Bewaffnete Palästinenser sprengten Breschen in die Sperranlagen und konnten nach Ägypten durchbrechen.
Hunderttausende Palästinenser haben nach einer gewaltsamen Öffnung die Grenze vom Gaza-Streifen nach Ägypten passiert oder sind auf dem Weg zur Grenze. Am Mittwoch in der Früh hatten militante Palästinenser aus Protest gegen die Abriegelung des Autonomiegebiets durch Israel 17 Löcher in die Grenzanlage gesprengt. Viele Menschen kauften dann in der Grenzstadt Rafah Lebensmittel und andere dringend benötigte Güter, die durch die israelische Blockade der vergangenen Tage knapp geworden waren.
350.000 Menschen
Nach UNO-Angaben handelt es sich um 350.000
Menschen, nach palästinensischen Angaben sogar um eine halbe Million. Im
gesamten Gaza-Streifen leben knapp 1,5 Millionen Menschen. Die Bewaffneten
zündeten Sprengladungen, um die Löcher in die Grenzbefestigungen zu
sprengen. Zwei Drittel des Metallzauns wurden dadurch zerstört. Später kamen
Planierraupen, um die Lücken zu verbreitern und den Grenzübertritt zu
erleichtern.
Präsident Mubarak lässt Palästinenser ins Land
Der
ägyptische Präsident Hosni Mubarak erklärte, er habe die Sicherheitskräfte
wegen der humanitären Krise im Gaza-Streifen angewiesen, die Palästinenser
ins Land zu lassen. Jedem, der keine Waffe trage, sei erlaubt worden, sich
auf der ägyptischen Sinai-Halbinsel mit Nahrungsmitteln einzudecken, sagte
Mubarak nach Angaben der staatlichen Nachrichtenagentur MENA. Die
Palästinenser müssten aber anschließend nach Hause zurückkehren.

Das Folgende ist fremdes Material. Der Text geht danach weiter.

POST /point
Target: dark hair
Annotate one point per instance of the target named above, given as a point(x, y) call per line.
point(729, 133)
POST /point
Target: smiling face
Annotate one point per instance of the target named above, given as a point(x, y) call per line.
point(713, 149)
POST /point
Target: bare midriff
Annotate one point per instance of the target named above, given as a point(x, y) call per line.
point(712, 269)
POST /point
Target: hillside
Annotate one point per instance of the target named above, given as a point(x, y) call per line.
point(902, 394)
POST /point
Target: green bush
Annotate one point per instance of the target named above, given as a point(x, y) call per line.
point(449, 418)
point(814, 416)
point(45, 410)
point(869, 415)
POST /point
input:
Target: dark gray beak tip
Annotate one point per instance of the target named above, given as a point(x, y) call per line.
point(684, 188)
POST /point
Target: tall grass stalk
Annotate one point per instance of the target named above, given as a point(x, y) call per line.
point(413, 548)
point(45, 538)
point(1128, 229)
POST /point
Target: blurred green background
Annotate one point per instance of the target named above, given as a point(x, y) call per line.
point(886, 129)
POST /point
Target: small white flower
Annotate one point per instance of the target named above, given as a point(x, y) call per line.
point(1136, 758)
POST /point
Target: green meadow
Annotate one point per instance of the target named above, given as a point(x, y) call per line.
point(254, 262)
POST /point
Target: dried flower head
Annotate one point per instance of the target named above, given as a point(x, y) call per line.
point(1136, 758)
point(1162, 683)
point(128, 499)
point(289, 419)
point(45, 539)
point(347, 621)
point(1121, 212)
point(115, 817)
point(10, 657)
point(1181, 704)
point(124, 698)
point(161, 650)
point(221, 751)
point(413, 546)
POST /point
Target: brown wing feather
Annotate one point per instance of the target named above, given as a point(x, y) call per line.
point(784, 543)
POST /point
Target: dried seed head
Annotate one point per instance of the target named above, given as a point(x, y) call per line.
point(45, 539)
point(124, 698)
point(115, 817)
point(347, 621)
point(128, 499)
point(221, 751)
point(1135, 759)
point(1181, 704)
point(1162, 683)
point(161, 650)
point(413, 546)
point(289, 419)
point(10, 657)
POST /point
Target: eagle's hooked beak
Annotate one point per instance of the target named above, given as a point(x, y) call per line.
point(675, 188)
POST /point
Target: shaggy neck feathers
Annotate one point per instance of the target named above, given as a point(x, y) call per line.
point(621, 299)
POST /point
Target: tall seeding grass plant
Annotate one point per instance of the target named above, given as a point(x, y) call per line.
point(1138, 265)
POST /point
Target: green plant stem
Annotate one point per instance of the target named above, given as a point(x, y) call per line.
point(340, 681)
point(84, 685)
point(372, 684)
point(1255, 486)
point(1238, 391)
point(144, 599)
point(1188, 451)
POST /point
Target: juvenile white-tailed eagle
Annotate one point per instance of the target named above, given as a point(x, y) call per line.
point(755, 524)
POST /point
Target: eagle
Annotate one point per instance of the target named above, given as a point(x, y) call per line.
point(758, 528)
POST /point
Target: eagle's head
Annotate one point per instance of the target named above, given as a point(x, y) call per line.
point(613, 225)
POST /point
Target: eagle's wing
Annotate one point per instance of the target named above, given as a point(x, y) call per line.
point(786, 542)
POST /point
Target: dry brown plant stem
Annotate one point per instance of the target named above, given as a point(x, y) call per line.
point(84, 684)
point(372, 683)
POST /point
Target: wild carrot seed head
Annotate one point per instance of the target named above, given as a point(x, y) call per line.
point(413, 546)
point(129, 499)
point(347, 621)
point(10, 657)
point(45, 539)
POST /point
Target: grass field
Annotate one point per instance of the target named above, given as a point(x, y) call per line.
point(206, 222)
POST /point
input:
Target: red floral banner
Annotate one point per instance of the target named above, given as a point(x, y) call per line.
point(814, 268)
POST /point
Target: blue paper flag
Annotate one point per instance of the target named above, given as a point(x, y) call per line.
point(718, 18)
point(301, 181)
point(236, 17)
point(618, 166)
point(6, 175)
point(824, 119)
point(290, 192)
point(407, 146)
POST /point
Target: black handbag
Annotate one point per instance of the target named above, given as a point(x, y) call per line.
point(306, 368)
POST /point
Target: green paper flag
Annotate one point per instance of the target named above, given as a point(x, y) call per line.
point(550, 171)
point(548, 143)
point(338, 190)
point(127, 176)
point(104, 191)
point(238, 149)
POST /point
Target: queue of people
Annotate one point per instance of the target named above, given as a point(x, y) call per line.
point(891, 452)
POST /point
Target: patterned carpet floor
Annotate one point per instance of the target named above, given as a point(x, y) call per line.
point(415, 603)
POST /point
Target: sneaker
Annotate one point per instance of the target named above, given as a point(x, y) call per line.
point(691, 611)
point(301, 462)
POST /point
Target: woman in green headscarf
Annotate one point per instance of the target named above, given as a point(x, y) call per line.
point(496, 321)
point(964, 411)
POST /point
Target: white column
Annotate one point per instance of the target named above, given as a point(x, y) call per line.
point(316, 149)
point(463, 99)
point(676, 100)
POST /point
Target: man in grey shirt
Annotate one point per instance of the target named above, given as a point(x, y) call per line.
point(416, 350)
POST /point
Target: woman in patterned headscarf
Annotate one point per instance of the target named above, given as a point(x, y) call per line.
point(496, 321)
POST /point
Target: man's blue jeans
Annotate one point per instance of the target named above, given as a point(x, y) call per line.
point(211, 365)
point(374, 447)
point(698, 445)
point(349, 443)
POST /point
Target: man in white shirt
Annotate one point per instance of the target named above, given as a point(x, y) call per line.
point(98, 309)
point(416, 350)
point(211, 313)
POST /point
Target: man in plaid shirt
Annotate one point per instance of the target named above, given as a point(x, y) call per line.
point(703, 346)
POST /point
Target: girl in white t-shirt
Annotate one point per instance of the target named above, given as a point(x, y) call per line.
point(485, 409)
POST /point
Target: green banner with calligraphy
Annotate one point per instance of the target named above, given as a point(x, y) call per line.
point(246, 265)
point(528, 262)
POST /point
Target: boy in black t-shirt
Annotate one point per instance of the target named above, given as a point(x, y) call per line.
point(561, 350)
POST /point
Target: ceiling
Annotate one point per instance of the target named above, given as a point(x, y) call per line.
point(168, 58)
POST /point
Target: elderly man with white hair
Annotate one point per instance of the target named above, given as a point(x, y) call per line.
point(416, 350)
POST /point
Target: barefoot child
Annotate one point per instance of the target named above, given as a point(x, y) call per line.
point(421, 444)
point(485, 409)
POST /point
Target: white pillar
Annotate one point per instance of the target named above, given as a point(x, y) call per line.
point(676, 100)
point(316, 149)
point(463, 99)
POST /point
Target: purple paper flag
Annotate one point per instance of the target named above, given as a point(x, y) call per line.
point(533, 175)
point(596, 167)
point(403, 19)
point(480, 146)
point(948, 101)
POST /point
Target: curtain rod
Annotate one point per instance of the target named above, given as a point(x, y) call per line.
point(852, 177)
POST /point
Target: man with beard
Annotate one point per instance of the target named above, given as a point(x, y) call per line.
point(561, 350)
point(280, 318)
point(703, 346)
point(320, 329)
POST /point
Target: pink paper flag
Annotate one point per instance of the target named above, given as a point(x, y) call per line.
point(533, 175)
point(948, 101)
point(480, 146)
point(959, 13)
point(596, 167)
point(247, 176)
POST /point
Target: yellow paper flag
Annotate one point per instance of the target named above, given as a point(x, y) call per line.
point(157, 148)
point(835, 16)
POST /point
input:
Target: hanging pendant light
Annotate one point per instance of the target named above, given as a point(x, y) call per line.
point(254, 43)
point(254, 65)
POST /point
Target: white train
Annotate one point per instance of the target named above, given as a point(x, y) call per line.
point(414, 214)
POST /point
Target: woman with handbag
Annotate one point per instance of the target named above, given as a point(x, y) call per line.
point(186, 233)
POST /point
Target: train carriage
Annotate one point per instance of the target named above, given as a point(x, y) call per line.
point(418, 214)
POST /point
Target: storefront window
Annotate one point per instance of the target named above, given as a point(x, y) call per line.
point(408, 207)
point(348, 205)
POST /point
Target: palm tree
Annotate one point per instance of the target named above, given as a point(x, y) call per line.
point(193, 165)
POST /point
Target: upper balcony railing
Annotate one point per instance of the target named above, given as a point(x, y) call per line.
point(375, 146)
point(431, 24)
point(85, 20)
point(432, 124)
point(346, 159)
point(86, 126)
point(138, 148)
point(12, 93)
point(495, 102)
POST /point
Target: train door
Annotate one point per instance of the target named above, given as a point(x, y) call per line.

Israel: "Ägypten soll dieses Problem lösen!"
Die
israelische Regierung forderte von Ägypten Gegenmaßnahmen. "Wir erwarten,
dass Ägypten dieses Problem löst", hieß es in einer Erklärung des
israelischen Außenministeriums. Ägypten sei dafür verantwortlich, dass die
Grenzkontrollen entsprechend internationaler Abkommen verliefen.
Außenamts-Sprecher Arye Mekel hob hervor, dass Israel keine
Sicherheitskräfte an der Grenze des Gaza-Streifen zu Ägypten habe. Jeder
könne im Moment über die Grenze in den Gaza-Streifen gelangen.
Hamas an Durchbruch beteiligt
Die im Gaza-Streifen herrschende
radikal-islamische Palästinenser-Organisation Hamas bekannte sich zwar nicht
direkt zu den Sprengungen, ihre Sicherheitskräfte übernahmen aber schnell
die Kontrolle an der Grenze und sperrten bis auf zwei alle Breschen ab.
Einige Rückkehrer aus Ägypten wurden kontrolliert; bei einem Mann wurden
sieben Pistolen beschlagnahmt. Hamas-Führer, Ex-Ministerpräsident Ismail
Haniyeh forderte die rivalisierende Fatah-Bewegung von
Palästinenser-Präsident Mahmoud Abbas und die ägyptische Regierung zu einem
Krisentreffen auf, um neue Regelungen für den Grenzübergang zu treffen. Er
deutete an, dass die Hamas bereit wäre, einen Teil der Kontrollen an die
Fatah abzutreten.
Die palästinensische Autonomiebehörde machte Israel für das Chaos verantwortlich. Der Druck auf die Bevölkerung habe zu der Explosion geführt, sagte Abbas' Sprecher Nabil Abu Rudeinah.
Gaza seit Freitag abgeriegelt
Die Abriegelung des Gaza-Streifens
durch Israels seit Freitag voriger Woche wegen des fortgesetzten
Raketenbeschusses durch militante Palästinenser hatte Ägypten bisher - wenn
auch zurückhaltend - unterstützt und auch seine Grenze zum Gaza-Streifen
geschlossen gehalten. Bei Zusammenstößen zwischen mehreren hundert
Palästinensern und ägyptischen Grenzbeamten wurden am Dienstag 70 Menschen
verletzt.
Trotz Abkommen 2.500 neue Wohnungen in Ostjerusalem
Israel
genehmigte unterdessen im Widerspruch zu Zusagen bei der Nahost-Konferenz in
Annapolis vom vergangenen November den Bau von knapp 2.500 neuen Wohnungen
im besetzten Ostteil Jerusalems. Israel reklamiert Jerusalem als "unteilbare
Hauptstadt" für sich, die Palästinenser wollen Ostjerusalem zur Hauptstadt
ihres eigenen Staates machen. Die Frage stellt einen der Knackpunkte im
Friedensprozess im israelisch-palästinensischen Konflikte dar.